About
Everyday life and scholarly activity, art and science, reality and imagination, the ordinary and the extraordinary mingle in the memory space of the Freud Museum. Rather than mere display of memorabilia or illustration of psychoanalytic discourse it draws the visitor into the materiality and complexity of human experience and the continuous quest to make sense of it. In this richly textured home of stories told, untold, unfolding and yet to emerge visitors are drawn in to explore a web of possible relationships. With poetic and sensory interventions that blend into the memory fabric of the house, Solveigh Goett and Judith Alder pick up such threads of attachment to encourage new ways of making meaning and entice the imagination: personal narratives, dreams and fantasies, hopes and fears, childhood memories and learned histories come together in a potent mix through which suggestions of new, evolving narratives emerge - never quite there, felt but not seen, yet to be made sense of.

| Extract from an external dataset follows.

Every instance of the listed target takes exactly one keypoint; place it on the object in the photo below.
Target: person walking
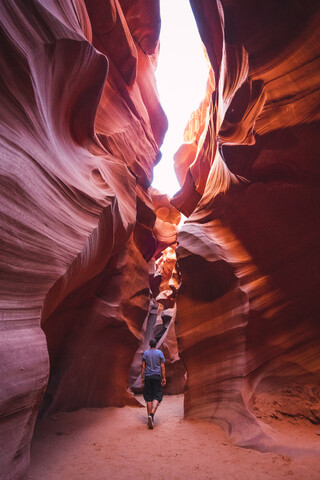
(153, 378)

Solveigh Goett PhD is a textile artist and narrative researcher working with the literal and metaphorical fabrics of life, everyday textiles that clothe not only our bodies and environments, but also our memories, thoughts and theories. Drawing on her rich archives of textile materials and stories, she creates evocative artefacts for visitors to touch and be touched by. Her multi-sensory installations dedicated to the small things in life are intimate story spaces to reflect on human experience. Challenging the ocular-centricity of museums and galleries her tactile work aims to enrich visitors' experience and attract audiences who through loss of sight are often excluded from enjoying the visual arts.
http://www.mirabilia-domestica.co.uk/
Judith Alder MA is a visual artist whose practice forms an investigative process considering the every-day concerns, contradictions and conflicts of life; questions which have no easy answers. Her work responds to people, place and time and takes form through a bricolage of intermingled ideas and experiences from past and present, the physical manifestations of which range from carefully crafted artefacts and drawings to texts, photographs, videos and installation. Often poetic and beautiful, yet simultaneously uncomfortable and uneasy, it is difficult to distinguish the point at which her work, rooted as it is in fact, metamorphoses through invention into the realm of fiction.